Anni dopo avrei scoperto che, in quegli stessi giorni, Magnus era entrato nell’ufficio di Luigi Bernardi sbraitando rabbioso. Teneva in mano quello stesso numero di “Nova Express”, il quarto, e lo sfogliava rapidamente per trovare la pagina della pantera e dell’aquila. «GUARDA CHE SCHIFO! PENSI CHE GALEP AVREBBE DISEGNATO COSÌ QUESTA SCENA?». Una rivista che mirava alla qualità che poteva sovrastare la quantità doveva gestire la rabbia di autori geniali che non potevano tollerare cedimenti. [Onofrio Catacchio, di recente, mi ha spiegato che lo scontro era nato perché Magnus aveva scoperto che i diritti per l’Italia di Gibbons avevano, a pagina, un prezzo più alto di quello riconosciuto per la prima pubblicazione delle Femmine Incantate.
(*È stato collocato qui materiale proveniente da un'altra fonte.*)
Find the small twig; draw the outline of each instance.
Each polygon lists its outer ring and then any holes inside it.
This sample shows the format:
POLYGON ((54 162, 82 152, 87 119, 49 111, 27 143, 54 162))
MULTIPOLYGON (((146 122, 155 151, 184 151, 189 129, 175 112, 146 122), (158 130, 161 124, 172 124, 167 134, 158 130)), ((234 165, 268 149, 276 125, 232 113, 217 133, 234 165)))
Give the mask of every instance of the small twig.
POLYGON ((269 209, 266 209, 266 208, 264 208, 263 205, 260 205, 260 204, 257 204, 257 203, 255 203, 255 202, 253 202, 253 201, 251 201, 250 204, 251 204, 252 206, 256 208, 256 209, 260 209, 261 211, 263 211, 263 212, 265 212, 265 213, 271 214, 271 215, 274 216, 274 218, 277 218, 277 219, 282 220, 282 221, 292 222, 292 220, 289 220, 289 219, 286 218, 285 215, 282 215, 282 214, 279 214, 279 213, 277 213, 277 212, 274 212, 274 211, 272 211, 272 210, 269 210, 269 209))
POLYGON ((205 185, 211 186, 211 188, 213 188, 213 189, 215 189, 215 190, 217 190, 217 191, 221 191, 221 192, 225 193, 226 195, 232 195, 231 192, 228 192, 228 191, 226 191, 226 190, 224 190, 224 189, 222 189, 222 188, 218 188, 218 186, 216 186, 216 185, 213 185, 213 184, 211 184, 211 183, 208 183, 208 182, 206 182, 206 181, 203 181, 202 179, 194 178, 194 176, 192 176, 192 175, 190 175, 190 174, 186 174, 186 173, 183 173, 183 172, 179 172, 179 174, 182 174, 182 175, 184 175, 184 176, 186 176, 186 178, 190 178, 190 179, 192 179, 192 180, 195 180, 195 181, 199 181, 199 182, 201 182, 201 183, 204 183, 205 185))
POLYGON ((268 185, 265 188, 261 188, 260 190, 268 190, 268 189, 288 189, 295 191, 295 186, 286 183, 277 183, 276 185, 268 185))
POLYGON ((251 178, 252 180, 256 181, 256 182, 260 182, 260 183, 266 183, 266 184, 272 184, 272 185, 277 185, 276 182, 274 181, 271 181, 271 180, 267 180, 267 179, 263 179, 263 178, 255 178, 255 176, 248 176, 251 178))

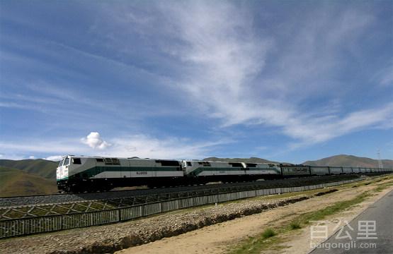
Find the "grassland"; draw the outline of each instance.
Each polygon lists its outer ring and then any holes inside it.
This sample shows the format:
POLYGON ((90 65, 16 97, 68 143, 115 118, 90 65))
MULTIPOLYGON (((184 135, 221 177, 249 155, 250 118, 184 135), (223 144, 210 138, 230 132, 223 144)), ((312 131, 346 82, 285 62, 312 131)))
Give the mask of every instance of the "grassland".
POLYGON ((0 197, 52 194, 56 181, 22 170, 0 167, 0 197))

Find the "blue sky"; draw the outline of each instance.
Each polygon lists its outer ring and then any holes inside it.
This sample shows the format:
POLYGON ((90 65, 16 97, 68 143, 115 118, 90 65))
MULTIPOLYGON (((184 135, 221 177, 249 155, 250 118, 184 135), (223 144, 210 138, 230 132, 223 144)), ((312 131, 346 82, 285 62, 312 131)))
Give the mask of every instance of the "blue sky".
POLYGON ((393 4, 0 1, 0 157, 393 158, 393 4))

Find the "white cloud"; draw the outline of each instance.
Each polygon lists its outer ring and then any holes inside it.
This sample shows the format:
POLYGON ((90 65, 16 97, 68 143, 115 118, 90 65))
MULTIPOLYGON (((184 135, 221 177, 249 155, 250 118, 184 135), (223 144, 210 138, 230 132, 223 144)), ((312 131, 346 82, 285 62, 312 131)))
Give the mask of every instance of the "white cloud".
MULTIPOLYGON (((96 136, 94 134, 93 135, 96 136)), ((92 138, 89 140, 91 140, 92 138)), ((159 159, 200 159, 210 156, 211 151, 217 146, 232 142, 229 139, 198 142, 175 137, 158 138, 142 134, 118 137, 109 141, 111 145, 107 146, 106 149, 94 150, 82 145, 79 140, 72 138, 59 138, 56 142, 42 139, 39 142, 35 140, 0 142, 0 148, 9 151, 8 154, 4 155, 4 157, 16 158, 15 159, 23 159, 23 157, 16 157, 13 154, 23 155, 30 152, 123 157, 137 156, 159 159), (38 143, 40 145, 28 145, 38 143)), ((59 161, 62 157, 51 155, 45 159, 59 161)))
POLYGON ((333 95, 337 104, 343 84, 331 77, 340 68, 342 50, 358 53, 352 49, 374 20, 368 13, 307 15, 291 32, 287 48, 280 49, 283 54, 273 61, 277 71, 267 78, 261 73, 277 45, 274 38, 257 35, 246 10, 229 2, 198 1, 166 5, 162 12, 170 17, 164 22, 171 28, 167 36, 181 42, 168 52, 188 67, 175 83, 177 88, 203 112, 222 119, 223 126, 273 126, 297 142, 312 144, 393 119, 392 104, 348 112, 336 107, 336 114, 300 107, 322 95, 333 95))
POLYGON ((54 162, 59 162, 62 158, 63 158, 62 155, 52 155, 52 156, 49 156, 49 157, 47 157, 46 158, 44 158, 44 159, 47 159, 47 160, 54 161, 54 162))
POLYGON ((84 144, 89 145, 92 148, 106 149, 111 145, 111 144, 104 141, 98 132, 91 132, 86 138, 81 139, 84 144))
POLYGON ((111 140, 113 145, 101 155, 118 157, 198 159, 209 155, 215 147, 230 142, 229 140, 195 142, 177 138, 156 138, 146 135, 134 135, 111 140))

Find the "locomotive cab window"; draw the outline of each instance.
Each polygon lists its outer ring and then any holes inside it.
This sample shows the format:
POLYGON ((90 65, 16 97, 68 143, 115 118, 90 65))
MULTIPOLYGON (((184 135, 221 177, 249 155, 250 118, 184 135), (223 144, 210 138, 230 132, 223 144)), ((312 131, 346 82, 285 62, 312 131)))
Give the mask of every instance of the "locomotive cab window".
POLYGON ((72 158, 72 164, 81 164, 81 158, 72 158))
POLYGON ((105 158, 105 164, 112 164, 112 159, 105 158))
POLYGON ((243 164, 239 162, 231 162, 229 164, 232 165, 232 167, 243 167, 243 164))
POLYGON ((120 162, 119 161, 119 159, 118 159, 118 158, 112 158, 112 164, 113 165, 120 165, 120 162))

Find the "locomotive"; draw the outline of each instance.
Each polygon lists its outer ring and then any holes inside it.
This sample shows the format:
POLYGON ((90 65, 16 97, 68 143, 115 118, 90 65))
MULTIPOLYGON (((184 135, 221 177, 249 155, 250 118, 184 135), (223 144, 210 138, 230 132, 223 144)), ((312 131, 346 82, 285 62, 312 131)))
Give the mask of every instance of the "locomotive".
POLYGON ((169 187, 392 171, 364 167, 67 155, 59 164, 56 179, 59 190, 80 193, 108 191, 125 186, 169 187))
Magnus non l’aveva presa bene e, diciamocelo, aveva ragione.]

Ripenso alla rabbia di Magnus e recupero un po’ di serenità. Per svuotarmi dell’oppressivo senso di vergogna, riprendo in mano quel vecchio numero di “Nova Express” e lo sfoglio. Con calma. Cerco di estrarre il senso delle riviste di Bernardi, che ho sempre amato, guardando quel singolo numero. Dopo Miller e Gibbons, un articolo su come si leggono i manga, un fumetto di Jean-Pierre Dionnet e Beb Deum, una chiacchierata tra Antonio Faeti e Lorenzo Mattotti seguita da due tavole di quest’ultimo, una storia di Garth Ennis e Glenn Fabry, un pezzo sullo stato della satira, un episodio di 31-12-1999 di Roberto Baldazzini e Lorena Canossa in cui compaiono corpi eroticissimi, un racconto di James Crumley illustrato da Catacchio, e, poco prima della distesa di notizie e recensioni con cui si chiude il numero, arriva l’illuminazione. Il pornazzo, tanto ambito dal mio sgradevole commilitone, ce lo avevo in mano.
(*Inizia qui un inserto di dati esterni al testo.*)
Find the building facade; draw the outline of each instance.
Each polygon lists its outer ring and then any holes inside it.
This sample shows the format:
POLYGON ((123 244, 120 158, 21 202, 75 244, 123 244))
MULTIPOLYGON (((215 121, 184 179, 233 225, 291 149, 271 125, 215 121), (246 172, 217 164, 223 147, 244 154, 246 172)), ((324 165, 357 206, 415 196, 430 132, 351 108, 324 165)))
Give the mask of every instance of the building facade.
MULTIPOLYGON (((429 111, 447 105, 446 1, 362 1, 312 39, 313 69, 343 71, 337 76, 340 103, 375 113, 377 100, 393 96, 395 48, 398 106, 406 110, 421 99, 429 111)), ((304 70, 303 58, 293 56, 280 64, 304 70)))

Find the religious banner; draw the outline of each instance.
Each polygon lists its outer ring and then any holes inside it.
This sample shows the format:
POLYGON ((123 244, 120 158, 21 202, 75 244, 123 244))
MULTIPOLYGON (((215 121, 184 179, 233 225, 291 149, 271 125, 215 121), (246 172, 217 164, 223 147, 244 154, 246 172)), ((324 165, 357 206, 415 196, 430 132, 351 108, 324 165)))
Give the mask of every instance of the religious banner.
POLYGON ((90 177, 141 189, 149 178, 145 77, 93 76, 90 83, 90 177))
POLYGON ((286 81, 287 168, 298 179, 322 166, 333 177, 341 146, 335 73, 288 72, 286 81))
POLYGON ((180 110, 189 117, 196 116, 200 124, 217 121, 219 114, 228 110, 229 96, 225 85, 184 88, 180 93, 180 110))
Il quarto episodio di Black Kiss di Howard Chaykin è il cuore nerissimo di uno dei pochi, pochissimi, capolavori che la pornografia abbia mai prodotto. Dagmar, Beverly e Cass vanno a letto: un threesome secondo la precisa classificazione tassonomica dei portali di pornografia. Mi concentro sul volto stupito di Cass quando scopre a cosa si riferisce Dagmar quando parla di «cosa possono fare 18 centimetri montati su un metro e settanta di biondo ardore».

Dannazione! Ce li avevo i pornazzi per quell’idiota. Non serviva colpirlo e vergognarsi per tutta la vita.